Best Database for facial recognition/ Fast comparisons of Euclidean distance
- Mark as New
- Bookmark
- Subscribe
- Mute
- Subscribe to RSS Feed
- Permalink
- Report Inappropriate Content
08-06-2021 03:32 AM
Hello people,
I'm trying to build a facial recognition application, and I have a working API, that takes in an image of a face and spits out a vector that encodes it. I need to run this on a million faces, store them in a db and when the system goes online, it should take a face in, get a vector and compute the distance with all the other vectors to find the closest one. https://1921681001.id/
I'm hearing of locality sensitive hashing, and that mak https://19216811.cam/es sense, but what else can I do at the level of db selection and design that makes these things quicker? TIA
- Labels:
-
Database
- Mark as New
- Bookmark
- Subscribe
- Mute
- Subscribe to RSS Feed
- Permalink
- Report Inappropriate Content
08-06-2021 04:11 PM
You could do this with Spark storing in parquet/Delta. For each face you would write out a record with a column for metadata, a column for the encoded vector array, and other columns for hashing. You could use a PandasUDF to do the distributed distance calculation at scale, and could probably get fast run times on a million records.

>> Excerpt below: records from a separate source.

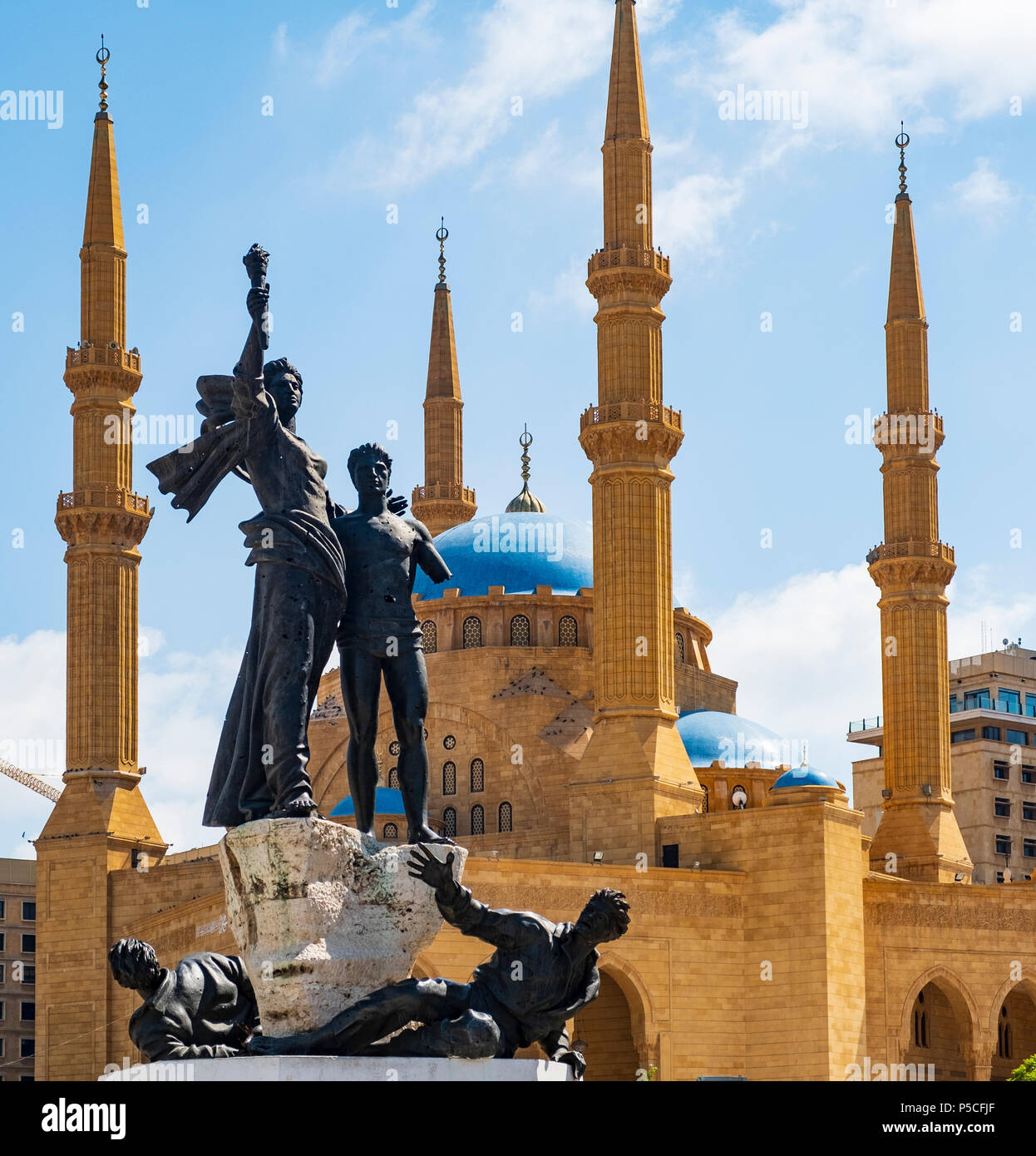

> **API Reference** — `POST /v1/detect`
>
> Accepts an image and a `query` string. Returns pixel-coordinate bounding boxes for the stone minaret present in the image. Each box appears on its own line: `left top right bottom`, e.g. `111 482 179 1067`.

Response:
566 0 701 862
867 136 971 882
411 218 477 534
36 47 166 1079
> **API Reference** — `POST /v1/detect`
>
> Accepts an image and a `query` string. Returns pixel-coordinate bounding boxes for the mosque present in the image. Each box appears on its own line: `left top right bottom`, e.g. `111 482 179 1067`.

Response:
28 0 1036 1081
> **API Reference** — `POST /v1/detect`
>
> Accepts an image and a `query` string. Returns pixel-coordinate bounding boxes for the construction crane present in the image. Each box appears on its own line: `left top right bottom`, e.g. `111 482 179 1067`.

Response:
0 758 62 803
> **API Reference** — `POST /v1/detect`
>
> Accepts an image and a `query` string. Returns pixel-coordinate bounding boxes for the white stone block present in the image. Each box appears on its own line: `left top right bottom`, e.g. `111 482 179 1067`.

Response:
220 818 467 1040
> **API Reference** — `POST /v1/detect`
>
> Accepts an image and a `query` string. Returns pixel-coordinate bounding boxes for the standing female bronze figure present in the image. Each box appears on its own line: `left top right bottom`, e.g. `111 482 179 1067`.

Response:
148 245 346 827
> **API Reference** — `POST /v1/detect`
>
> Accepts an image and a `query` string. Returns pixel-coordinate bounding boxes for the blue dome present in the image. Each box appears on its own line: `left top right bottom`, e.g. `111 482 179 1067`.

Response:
414 513 593 598
331 788 406 818
772 767 838 791
677 711 792 770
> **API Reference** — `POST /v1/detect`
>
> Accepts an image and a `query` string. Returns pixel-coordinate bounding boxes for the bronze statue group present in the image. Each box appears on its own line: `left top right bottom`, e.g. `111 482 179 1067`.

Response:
116 245 629 1079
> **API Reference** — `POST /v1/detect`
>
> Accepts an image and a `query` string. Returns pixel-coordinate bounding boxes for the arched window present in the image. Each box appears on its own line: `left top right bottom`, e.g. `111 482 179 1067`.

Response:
471 758 486 791
421 619 439 655
914 991 929 1047
511 614 532 646
461 614 482 650
997 1004 1010 1060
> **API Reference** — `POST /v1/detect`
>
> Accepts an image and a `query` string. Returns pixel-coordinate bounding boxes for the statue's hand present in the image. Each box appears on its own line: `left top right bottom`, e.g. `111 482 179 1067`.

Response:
554 1051 586 1079
407 842 453 892
245 284 269 329
385 490 407 518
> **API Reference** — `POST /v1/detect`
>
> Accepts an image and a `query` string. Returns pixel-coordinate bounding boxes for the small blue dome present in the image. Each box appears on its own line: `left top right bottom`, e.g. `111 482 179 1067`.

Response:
331 788 406 818
772 767 838 791
414 513 593 598
677 711 792 770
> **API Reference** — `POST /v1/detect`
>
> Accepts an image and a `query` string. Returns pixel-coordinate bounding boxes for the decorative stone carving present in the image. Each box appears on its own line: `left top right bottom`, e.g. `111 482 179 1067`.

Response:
220 818 467 1035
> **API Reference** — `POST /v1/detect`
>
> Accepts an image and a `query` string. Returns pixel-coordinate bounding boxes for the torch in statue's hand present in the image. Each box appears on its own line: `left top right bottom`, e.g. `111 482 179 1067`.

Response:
242 244 269 349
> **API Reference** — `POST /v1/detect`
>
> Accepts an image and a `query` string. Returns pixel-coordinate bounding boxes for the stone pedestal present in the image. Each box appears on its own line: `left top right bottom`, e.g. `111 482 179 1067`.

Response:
100 1059 572 1083
220 818 467 1040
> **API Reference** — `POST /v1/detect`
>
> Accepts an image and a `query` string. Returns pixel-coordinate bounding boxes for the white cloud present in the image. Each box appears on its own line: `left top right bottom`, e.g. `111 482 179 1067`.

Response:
703 0 1036 140
953 156 1019 226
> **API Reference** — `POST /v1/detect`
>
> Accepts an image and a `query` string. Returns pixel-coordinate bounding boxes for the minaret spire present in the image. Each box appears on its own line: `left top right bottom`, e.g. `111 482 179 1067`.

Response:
36 38 166 1079
574 0 703 857
867 126 971 882
411 219 477 534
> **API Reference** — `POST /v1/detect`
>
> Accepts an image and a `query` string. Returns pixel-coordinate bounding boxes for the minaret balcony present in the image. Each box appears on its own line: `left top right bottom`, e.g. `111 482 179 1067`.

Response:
411 482 476 505
65 344 140 373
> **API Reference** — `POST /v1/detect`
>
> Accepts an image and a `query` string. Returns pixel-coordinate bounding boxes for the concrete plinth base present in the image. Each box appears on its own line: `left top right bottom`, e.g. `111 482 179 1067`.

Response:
101 1055 572 1083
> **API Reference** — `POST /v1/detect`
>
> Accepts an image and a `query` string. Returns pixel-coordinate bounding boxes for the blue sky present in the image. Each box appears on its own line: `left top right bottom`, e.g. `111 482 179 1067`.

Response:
0 0 1036 854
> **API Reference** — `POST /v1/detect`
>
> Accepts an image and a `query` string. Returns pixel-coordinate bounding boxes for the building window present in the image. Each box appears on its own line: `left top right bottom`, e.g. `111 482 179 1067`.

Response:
997 1004 1010 1060
511 614 532 646
471 758 486 791
997 687 1022 714
421 619 439 655
461 615 482 650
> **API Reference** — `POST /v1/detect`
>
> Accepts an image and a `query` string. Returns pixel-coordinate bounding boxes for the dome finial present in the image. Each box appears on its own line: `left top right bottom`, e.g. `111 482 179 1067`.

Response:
94 32 111 112
504 426 547 513
435 217 450 284
896 121 910 196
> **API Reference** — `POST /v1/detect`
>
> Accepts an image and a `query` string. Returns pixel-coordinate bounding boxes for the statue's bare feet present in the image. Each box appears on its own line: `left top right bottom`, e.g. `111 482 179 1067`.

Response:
407 824 456 847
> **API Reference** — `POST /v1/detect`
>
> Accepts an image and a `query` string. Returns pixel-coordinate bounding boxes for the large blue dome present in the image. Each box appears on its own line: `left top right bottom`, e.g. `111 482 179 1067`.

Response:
414 513 593 598
331 788 406 818
677 711 802 770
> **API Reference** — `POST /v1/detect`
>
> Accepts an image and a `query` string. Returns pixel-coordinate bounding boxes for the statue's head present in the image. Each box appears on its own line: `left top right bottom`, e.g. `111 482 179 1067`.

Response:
263 358 302 426
107 939 162 992
349 442 392 496
576 887 629 943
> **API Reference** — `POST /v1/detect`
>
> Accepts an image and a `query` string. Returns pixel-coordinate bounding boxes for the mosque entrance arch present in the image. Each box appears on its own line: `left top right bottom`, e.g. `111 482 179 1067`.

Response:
896 969 977 1083
989 979 1036 1079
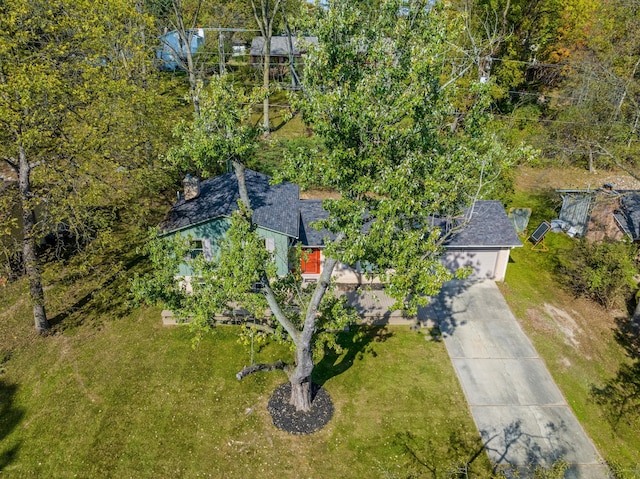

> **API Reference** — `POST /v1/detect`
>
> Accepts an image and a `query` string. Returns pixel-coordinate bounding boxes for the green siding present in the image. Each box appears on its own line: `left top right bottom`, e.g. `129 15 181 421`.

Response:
170 218 289 276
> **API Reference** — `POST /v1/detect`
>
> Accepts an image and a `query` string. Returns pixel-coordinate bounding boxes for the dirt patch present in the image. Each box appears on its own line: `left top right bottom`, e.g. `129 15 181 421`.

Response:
516 166 640 191
544 303 582 349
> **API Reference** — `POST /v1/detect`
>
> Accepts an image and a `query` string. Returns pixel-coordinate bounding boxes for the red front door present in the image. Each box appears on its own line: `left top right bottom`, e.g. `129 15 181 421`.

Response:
300 249 320 274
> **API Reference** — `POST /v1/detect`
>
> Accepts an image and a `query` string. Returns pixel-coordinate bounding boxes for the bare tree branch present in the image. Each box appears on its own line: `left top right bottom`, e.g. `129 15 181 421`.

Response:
2 158 19 173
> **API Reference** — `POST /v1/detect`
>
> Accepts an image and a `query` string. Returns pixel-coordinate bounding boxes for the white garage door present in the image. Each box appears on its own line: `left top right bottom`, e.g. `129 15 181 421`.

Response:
442 250 500 279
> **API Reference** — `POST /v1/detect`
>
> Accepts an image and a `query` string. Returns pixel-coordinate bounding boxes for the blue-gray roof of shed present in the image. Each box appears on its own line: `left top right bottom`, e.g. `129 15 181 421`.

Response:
445 200 522 248
614 191 640 241
160 169 300 238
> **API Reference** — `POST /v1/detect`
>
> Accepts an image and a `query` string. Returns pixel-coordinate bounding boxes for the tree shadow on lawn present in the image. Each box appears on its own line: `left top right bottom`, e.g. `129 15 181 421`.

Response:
313 326 393 386
0 379 24 473
395 428 484 479
49 255 144 329
591 316 640 430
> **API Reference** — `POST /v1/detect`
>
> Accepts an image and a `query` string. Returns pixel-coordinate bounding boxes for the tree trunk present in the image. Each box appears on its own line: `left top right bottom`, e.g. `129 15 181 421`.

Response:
262 35 271 135
289 344 313 411
19 145 50 334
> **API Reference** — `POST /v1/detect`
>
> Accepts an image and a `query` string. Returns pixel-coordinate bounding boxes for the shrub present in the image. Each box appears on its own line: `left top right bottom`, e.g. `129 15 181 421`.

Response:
558 239 638 309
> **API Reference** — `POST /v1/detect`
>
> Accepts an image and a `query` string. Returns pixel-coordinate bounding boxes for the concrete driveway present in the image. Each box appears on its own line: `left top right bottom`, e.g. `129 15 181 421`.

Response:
419 281 608 479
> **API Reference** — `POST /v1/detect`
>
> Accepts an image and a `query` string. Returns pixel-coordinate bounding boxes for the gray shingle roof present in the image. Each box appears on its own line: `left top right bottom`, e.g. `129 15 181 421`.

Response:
251 36 318 57
445 200 522 248
160 169 300 238
299 200 335 246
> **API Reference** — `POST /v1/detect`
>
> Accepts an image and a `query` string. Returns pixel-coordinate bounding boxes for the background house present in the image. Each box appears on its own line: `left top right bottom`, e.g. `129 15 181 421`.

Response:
442 200 522 281
156 28 204 70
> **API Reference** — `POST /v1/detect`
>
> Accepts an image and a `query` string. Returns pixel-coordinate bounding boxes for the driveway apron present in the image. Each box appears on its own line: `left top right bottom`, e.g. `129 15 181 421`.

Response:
419 281 607 479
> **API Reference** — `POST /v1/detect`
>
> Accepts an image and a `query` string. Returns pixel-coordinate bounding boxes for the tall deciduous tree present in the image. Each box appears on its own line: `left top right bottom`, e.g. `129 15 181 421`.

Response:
0 0 169 333
251 0 286 134
137 0 508 411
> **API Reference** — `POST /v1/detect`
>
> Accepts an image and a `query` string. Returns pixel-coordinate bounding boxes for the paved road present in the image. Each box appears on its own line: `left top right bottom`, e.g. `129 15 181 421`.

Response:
419 281 607 479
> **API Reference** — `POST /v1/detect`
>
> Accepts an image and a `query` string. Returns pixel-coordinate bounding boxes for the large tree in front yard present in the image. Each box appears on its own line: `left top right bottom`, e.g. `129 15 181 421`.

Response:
138 0 508 411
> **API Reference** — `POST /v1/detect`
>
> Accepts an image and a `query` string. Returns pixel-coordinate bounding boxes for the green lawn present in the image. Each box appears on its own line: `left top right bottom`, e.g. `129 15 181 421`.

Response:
501 189 640 477
0 283 489 478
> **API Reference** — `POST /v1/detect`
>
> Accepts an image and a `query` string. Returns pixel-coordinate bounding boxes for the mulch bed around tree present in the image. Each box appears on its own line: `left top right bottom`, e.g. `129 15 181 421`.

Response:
267 383 333 434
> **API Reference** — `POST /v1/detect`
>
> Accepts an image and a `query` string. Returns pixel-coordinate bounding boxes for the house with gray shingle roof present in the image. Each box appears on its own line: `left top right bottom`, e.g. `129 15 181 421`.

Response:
160 170 522 284
442 200 522 281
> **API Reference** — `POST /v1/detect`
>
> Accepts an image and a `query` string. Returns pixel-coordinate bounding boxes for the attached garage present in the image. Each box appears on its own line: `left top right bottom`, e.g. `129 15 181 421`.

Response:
442 200 522 281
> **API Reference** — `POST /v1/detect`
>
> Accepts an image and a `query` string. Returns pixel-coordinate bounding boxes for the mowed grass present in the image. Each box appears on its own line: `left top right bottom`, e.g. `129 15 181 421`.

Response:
501 188 640 477
0 283 489 478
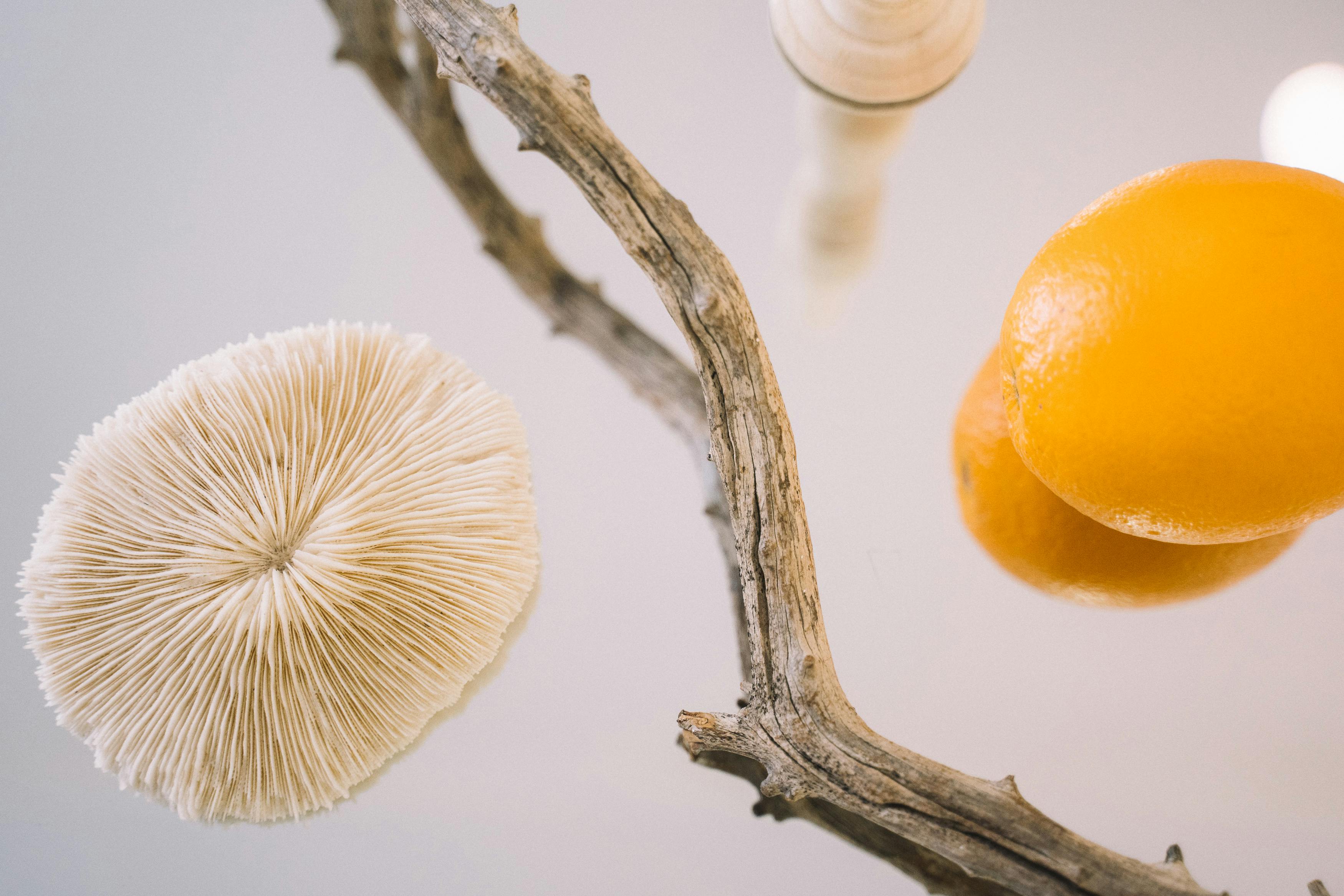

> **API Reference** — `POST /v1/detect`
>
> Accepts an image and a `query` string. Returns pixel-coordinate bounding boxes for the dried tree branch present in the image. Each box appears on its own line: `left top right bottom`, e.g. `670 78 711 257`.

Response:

'm not sure how you would come up with the hash criteria, but if you came up with some way to bin the vector encodings, you could add a column to the parquet/delta table with which vector encoding bin the vector falls into and then partition the table on that (or some combination of multiple bins). If you set it up that way, you could ensure that your PandasUDF only finds close matches within the partition/bin, which will speed up the match time. The downside is that you will miss out on edge cases where a vector got put into one partition, but its closest match was actually in another.For just a million records, I'd suggest avoid binning and if you need, encode your arrays as needed to reduce their length.